Boston University Boston, Massachusetts, United States
Invasive species can disrupt the biogeochemical cycles of ecosystems by changing composition, processes, and ecosystem structure, but there is uncertainty about how climate change may exacerbate these impacts.
Cogongrass (Imperata cylindrica) is invading the Southeastern United States. Prior work established that cogongrass reduces biodiversity and pine seedling survival. However, we have no estimates of how cogongrass mediates carbon and water cycles in adult pine stands. In addition, elevated CO2 may accelerate the growth of C3 species like pine, while elevated temperature may favor C4 grasses like cogongrass. We examine two questions:
Does cogongrass alter the carbon and water fluxes of the pine stands it invades?
Will competitive relationships change as atmospheric CO2 increases?

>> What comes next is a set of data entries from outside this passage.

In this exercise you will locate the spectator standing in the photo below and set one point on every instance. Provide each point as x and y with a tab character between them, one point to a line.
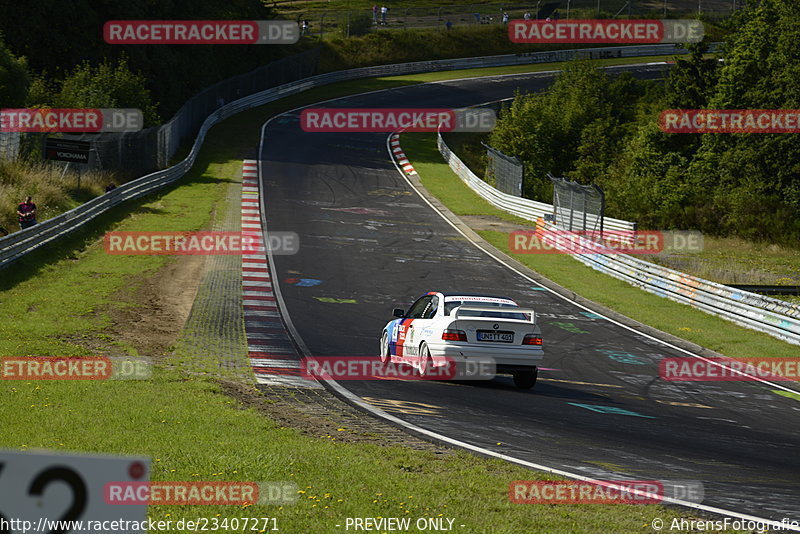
26	212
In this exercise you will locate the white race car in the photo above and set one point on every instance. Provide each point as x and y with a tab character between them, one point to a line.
441	328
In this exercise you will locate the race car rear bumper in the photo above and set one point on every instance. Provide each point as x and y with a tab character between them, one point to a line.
505	358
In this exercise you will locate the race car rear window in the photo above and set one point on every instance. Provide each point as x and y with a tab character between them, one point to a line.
449	306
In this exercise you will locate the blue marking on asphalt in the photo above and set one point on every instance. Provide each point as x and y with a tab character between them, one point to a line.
610	410
308	282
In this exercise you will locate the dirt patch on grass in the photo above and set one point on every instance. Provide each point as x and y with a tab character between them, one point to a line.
160	305
318	413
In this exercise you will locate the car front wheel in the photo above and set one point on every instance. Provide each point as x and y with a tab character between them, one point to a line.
526	379
424	359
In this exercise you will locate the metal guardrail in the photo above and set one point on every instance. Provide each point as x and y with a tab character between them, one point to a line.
775	317
18	244
521	207
778	318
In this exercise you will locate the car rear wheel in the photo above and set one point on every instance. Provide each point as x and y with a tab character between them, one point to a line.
424	359
526	379
385	357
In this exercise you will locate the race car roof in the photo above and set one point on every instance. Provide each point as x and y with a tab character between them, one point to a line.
476	297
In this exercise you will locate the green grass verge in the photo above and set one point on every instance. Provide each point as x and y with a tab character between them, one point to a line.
56	299
666	315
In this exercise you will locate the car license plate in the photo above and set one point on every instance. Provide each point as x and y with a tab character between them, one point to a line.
503	337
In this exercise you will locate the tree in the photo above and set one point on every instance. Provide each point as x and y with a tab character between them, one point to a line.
14	78
106	86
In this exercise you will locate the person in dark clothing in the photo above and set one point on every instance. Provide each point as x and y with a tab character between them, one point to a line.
26	212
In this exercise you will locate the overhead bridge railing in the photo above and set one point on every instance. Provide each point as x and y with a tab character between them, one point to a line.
18	244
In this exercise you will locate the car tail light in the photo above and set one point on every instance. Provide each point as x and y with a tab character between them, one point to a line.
531	339
454	335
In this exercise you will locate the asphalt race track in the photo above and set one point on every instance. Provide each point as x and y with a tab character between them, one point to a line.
368	242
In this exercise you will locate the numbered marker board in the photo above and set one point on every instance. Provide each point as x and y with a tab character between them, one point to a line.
39	490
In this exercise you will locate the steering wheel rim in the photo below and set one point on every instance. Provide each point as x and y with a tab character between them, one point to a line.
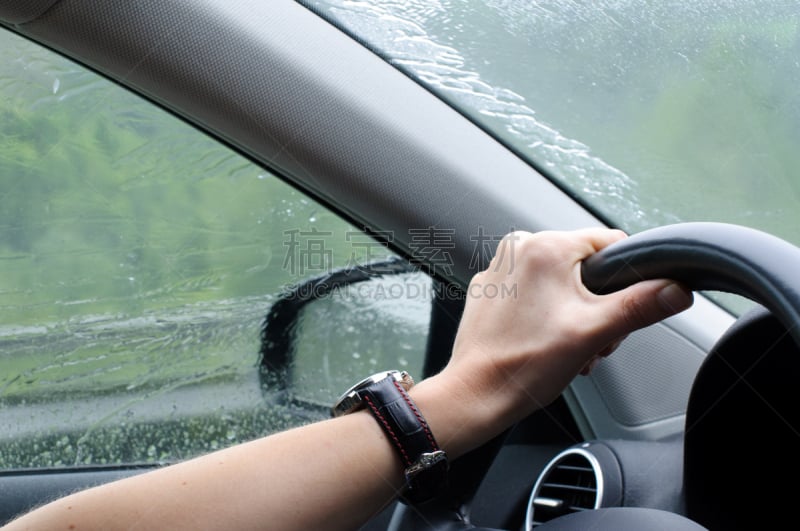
700	255
705	256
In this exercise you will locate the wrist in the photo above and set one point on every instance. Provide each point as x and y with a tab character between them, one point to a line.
460	418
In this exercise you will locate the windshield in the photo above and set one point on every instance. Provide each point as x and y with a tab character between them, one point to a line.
650	112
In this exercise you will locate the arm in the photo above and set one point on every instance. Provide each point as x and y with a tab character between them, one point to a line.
513	354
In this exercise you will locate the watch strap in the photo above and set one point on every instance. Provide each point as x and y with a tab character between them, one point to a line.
424	462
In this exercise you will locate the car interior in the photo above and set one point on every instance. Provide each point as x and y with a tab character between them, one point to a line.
688	424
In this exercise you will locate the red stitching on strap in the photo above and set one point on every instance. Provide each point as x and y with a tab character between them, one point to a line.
388	429
417	413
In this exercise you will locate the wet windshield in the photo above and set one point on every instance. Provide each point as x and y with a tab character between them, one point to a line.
651	112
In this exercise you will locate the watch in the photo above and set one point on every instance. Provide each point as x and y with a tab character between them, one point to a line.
385	396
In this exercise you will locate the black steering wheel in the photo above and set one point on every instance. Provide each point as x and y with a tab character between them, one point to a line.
702	256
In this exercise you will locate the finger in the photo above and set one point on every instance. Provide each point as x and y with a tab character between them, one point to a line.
599	238
643	304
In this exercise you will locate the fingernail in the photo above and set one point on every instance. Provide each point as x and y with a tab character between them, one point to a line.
674	298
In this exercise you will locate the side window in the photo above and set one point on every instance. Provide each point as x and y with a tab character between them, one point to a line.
138	261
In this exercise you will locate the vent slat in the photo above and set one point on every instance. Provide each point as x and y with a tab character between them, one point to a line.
576	468
568	485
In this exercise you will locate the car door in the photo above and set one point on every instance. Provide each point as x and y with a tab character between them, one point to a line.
140	261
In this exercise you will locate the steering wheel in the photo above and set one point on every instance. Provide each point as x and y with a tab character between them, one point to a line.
702	256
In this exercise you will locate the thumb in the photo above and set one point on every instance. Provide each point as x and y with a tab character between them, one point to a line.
645	303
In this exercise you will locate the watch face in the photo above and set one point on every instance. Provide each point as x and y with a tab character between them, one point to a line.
351	401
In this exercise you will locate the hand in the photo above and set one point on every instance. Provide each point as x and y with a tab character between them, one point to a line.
530	326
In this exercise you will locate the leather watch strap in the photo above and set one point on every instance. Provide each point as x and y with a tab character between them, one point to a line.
425	463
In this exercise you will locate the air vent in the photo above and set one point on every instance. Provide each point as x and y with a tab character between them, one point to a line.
571	482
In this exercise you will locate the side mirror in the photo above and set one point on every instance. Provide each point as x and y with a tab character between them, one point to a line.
329	331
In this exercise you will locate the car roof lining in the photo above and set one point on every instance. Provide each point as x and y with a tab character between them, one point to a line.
390	159
22	12
360	136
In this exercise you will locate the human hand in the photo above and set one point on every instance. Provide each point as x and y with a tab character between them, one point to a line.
530	326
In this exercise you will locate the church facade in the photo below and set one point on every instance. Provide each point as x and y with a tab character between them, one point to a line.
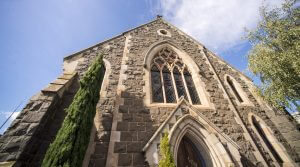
157	80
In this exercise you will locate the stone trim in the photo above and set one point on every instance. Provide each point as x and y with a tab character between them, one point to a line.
216	154
192	66
280	149
174	123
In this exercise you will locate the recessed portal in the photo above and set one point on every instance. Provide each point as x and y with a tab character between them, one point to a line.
188	154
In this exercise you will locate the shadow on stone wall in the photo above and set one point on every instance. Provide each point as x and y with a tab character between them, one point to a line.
35	149
136	128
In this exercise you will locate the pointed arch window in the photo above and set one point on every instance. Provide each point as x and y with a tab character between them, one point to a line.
179	83
171	79
168	85
157	93
191	87
234	90
259	129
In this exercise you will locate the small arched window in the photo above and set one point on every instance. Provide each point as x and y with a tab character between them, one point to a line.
234	90
171	79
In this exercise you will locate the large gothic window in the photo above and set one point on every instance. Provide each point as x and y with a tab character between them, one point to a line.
156	85
171	79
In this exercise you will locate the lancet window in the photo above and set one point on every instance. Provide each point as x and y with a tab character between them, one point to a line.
171	79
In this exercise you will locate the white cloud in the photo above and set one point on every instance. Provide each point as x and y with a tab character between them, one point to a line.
218	24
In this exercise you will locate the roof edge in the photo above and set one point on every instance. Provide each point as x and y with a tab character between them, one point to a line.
221	59
110	39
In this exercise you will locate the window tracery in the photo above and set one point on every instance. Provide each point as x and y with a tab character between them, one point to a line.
172	77
234	90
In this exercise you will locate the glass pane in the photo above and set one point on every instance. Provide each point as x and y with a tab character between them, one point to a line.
234	90
179	83
157	94
168	84
191	87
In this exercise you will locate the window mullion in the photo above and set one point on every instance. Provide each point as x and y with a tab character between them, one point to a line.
163	87
175	88
186	88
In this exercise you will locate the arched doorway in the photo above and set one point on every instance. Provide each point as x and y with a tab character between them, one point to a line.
189	155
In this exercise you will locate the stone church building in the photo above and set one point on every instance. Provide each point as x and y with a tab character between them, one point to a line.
158	79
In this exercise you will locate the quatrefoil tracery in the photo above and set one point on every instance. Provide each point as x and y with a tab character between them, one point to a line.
167	57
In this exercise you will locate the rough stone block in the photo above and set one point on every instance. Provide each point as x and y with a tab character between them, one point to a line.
122	126
138	159
134	147
125	159
120	147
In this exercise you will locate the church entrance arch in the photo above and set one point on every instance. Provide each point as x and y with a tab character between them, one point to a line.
188	154
193	145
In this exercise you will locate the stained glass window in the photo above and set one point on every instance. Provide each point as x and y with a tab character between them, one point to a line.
237	95
168	84
179	83
157	94
191	87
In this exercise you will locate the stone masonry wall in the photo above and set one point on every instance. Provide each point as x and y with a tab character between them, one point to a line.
141	39
283	126
29	136
112	51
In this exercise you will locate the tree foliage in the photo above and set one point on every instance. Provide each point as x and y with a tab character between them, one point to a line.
275	56
70	144
165	152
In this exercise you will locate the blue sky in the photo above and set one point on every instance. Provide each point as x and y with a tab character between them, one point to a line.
36	35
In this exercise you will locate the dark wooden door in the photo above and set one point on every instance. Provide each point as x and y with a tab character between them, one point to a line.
188	155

We test these questions by modeling cogongrass invasions using the Ecosystem Demography 2 model (ED2). ED2 was first calibrated through a Bayesian meta-analysis and two targeted field campaigns. Cogongrass invasions were simulated for four managed pine forests across a temperature and precipitation gradient under future climate scenarios until 2100. At each site we explored a range of scenarios involving combinations of different climate futures, different levels of CO2, and three different vegetation competition scenarios: only pine forests, only cogongrass, and competing levels of cogongrass and pine forests.
This work has three major conclusions. First, we were able to demonstrate the utility of targeted field work, which reduced uncertainty in in cogongrass LAI estimate by ~ 2.5. Second, we found that cogongrass invaded quickest in elevated temperatures. Finally, we found that invasions alter carbon processes via increase in overall biomass, and mediate water processes by increasing competition for water. These findings disagree with field studies that have found temporary facilitation between cogongrass and pines saplings during droughts – suggesting different competitive dynamics between saplings and adult pines. They also suggest that C4 photosynthesis confers a benefit under climate change.
While C4 photosynthesis alone cannot explain cogongrass' spread over the landscape (native grasses also employ a C4 strategy), it explores one likely advantage of many and how that will change through time. This is also an example of how dynamic vegetation models can test previously untestable questions using modeling experiments.